Digital library hits 1.5M-book mark


Carnegie Mellon University is behind the digitization project.

PITTSBURGH (AP) — Nearly a decade ago, computer scientists at Carnegie Mellon University embarked on a project with an astonishingly lofty goal: digitize the published works of humankind and make them freely available online.

The architects of the project said Tuesday they have surpassed their latest target, having scanned more than 1.5 million books — many of them in Chinese — and are continuing to scan thousands more daily.

“Anyone who can get on the Internet now has access to a collection of books the size of a large university library,” said Raj Reddy, a computer science and robotics professor at the university who initiated the project.

The latest phase in the development of the so-called Universal Library, the Million Book Project, began in 2002 after Reddy’s team successfully scanned 1,000 books.

Much of the recent work has been carried out by people at scanning centers in India and China, helped by $3.5 million in seed funding from the National Science Foundation and in-kind contributions from computer hardware and software makers.

The governments of China and India each have paid for 500 people to scan books in their respective countries for the duration of the project — a contribution valued at roughly $10 million each, according to Reddy.

Partners in the project include Zhejiang University in China, the Indian Institute of Science in India and the Library at Alexandria in Egypt.
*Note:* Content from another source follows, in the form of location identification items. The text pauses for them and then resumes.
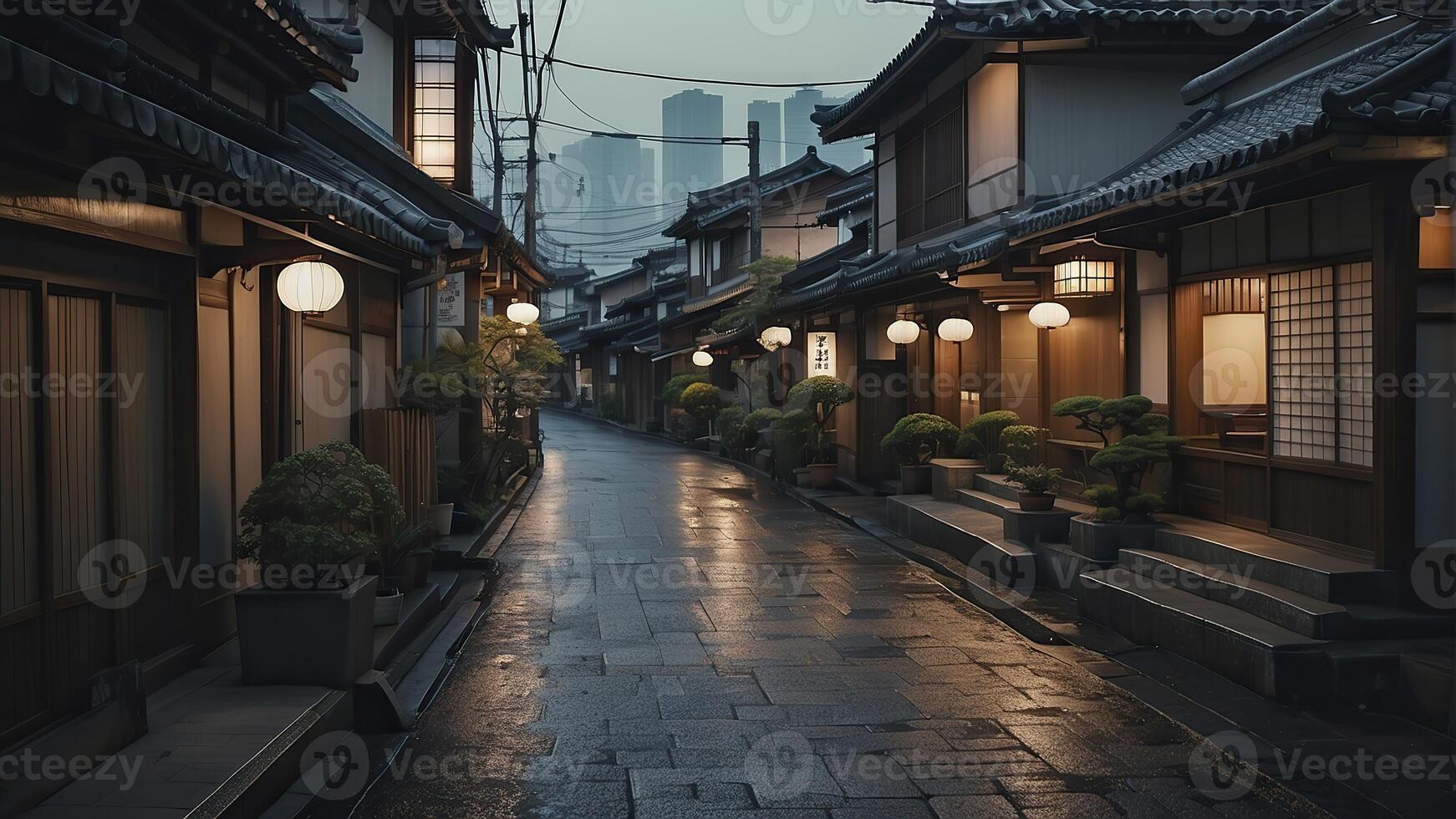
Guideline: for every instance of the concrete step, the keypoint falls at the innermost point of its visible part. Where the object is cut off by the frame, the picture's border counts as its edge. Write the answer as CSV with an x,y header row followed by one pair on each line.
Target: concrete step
x,y
1296,611
1305,571
970,536
1265,658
European institutions so far have declined to participate in the project.

At least half the books are out of copyright or scanned with the permission of copyright holders. Excerpts of copyright-protected works are available, though organizers expect complete texts to become available eventually.

The project is not unique. Online search engine operator Google Inc. and software giant Microsoft Corp. have begun similar endeavors, though Carnegie Mellon representatives say theirs is the largest university-based digital library of free books and that its purpose is noncommercial.

It’s a step toward the creation of an online library that would make traditionally published books and other content available to all, Reddy said. “The economic barriers to the distribution of knowledge are falling,” he said in a statement.

Based on catalogs and bibliographies, Carnegie Mellon experts estimate about 100 million books have been published since the dawn of time, said Michael Shamos, a computer science professor and copyright lawyer working on the project.

The library’s mission includes preserving rare and decaying texts and providing a resource for distance learning, among other things, he said. And organizers hope it will ultimately encompass music, artwork, newspapers and other content, Shamos added.

“It’s important for this to be free,” he said. “In the United States, yes, you can get people to pay $10 or $20 a month for some kind of service. ... But there are other countries where $10 or $20 a month is their entire income.”

Books scanned so far have been borrowed from libraries or donated by philanthropic individuals, in some cases shipped across oceans, he said.

The library currently contains books published in 20 languages, including 970,000 in Chinese, 360,000 in English, 50,000 in the southern Indian language of Telugu and 40,000 in Arabic.

Text appears only in the language in which it was published, but translation technology may eventually provide it in the language of the user’s choosing.

Reddy, the project’s originator, said he favored a single portal for books digitized by Carnegie Mellon and others such as Google.

“I think it will happen,” he said. “Give it two or three years.”